Memory bucket allocator
WORM object is designed for AI/ML workload, it cannot work for all scenarios. For example, if DAOS is backend of block storage, the main workload will be 4K aligned random read and write, EVTree metadata of small extents (4K, 8K,…, 64K) can consume hundreds of gigabytes memory if the data volume is large enough. Because these extents can be frequently read or overwritten, so flattening them is not optimal for performance. DAOS should keep hierarchical format for this type of object, also be able to bring it back to DRAM before starting I/O handling if it’s already been evicted from DRAM. It means a new allocator that can expose memory bucket should be implemented. To be clear, the memory bucket is not part of DRAM mirror of MD-blob, it is just a large chunk of memory and its content can be flushed to DT-blob by checkpointing service.

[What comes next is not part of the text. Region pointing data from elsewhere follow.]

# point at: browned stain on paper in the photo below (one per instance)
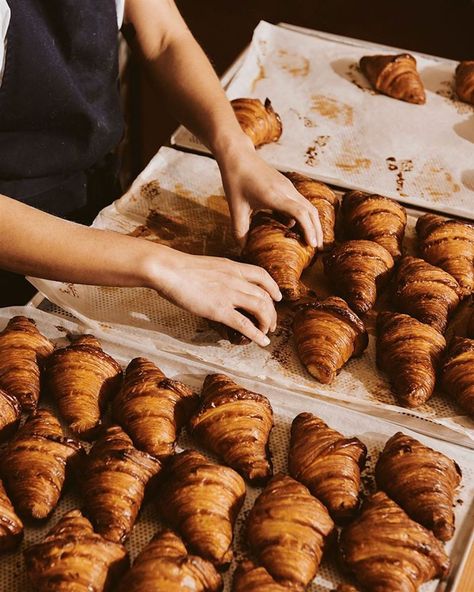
(333, 109)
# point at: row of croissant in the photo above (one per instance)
(292, 518)
(425, 291)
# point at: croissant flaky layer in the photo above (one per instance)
(464, 81)
(323, 199)
(201, 500)
(73, 558)
(164, 565)
(375, 218)
(327, 334)
(389, 552)
(328, 463)
(258, 120)
(395, 76)
(33, 465)
(279, 249)
(409, 352)
(457, 372)
(425, 292)
(152, 408)
(286, 530)
(11, 527)
(449, 244)
(422, 480)
(23, 351)
(235, 424)
(82, 378)
(357, 269)
(113, 483)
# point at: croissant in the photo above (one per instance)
(73, 558)
(421, 480)
(426, 292)
(449, 244)
(327, 463)
(11, 527)
(258, 120)
(22, 352)
(279, 249)
(82, 378)
(152, 408)
(286, 530)
(375, 218)
(33, 465)
(10, 412)
(395, 76)
(165, 566)
(357, 269)
(235, 423)
(457, 372)
(113, 483)
(327, 334)
(202, 499)
(389, 552)
(464, 81)
(409, 352)
(323, 199)
(248, 577)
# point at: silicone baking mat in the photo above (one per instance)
(178, 200)
(372, 431)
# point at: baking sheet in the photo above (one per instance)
(336, 128)
(178, 200)
(372, 431)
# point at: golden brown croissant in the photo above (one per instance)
(357, 269)
(457, 372)
(449, 244)
(249, 577)
(286, 530)
(395, 76)
(33, 465)
(279, 249)
(235, 424)
(323, 199)
(73, 558)
(375, 218)
(10, 412)
(22, 352)
(327, 463)
(82, 378)
(327, 334)
(113, 483)
(421, 480)
(152, 408)
(201, 499)
(389, 552)
(11, 527)
(258, 120)
(425, 292)
(464, 81)
(165, 566)
(409, 352)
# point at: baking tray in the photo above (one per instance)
(396, 151)
(372, 431)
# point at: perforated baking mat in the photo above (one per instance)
(372, 431)
(178, 200)
(337, 129)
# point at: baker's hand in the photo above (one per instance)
(214, 288)
(251, 184)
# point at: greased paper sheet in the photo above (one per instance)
(337, 129)
(372, 431)
(178, 200)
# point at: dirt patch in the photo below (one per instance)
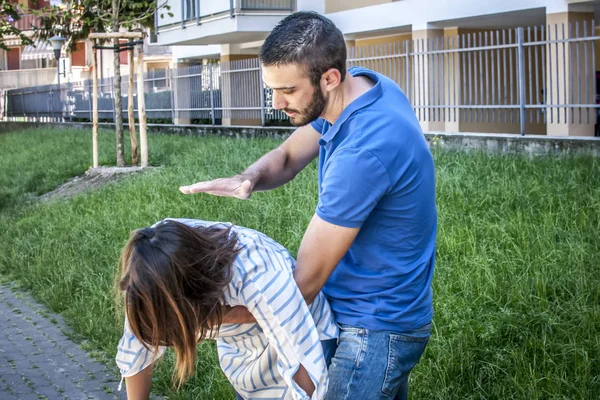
(94, 178)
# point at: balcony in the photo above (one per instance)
(201, 22)
(26, 23)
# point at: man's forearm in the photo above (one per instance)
(270, 171)
(238, 315)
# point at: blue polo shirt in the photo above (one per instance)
(376, 172)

While allocating an object, DAOS can either allocate a new memory bucket or select one with sufficient space, it should pass in the bucket ID for the space allocation during the I/O, the allocator will try to put all the metadata of the same object within the same bucket. Object is still hierarchical but its metadata is in memory bucket which is stored in DT-blob, so metadata of object can be evicted from DRAM. If future I/O request try to access object stored in memory bucket, then DAOS can read the entire memory bucket from DT-blob, so there is no cache miss during I/O handling.
It is always possible that an object is too large to be put all its metadata in the same bucket, for example, there is an object span across bucket[1] and bucket[2] in the diagram above. In this case, addresses of all the memory buckets should be saved as metadata of the object, which permanently stay in DRAM and stored in MD-blob. Before handling I/O request of large object, DAOS shall preload all the memory buckets used by the object.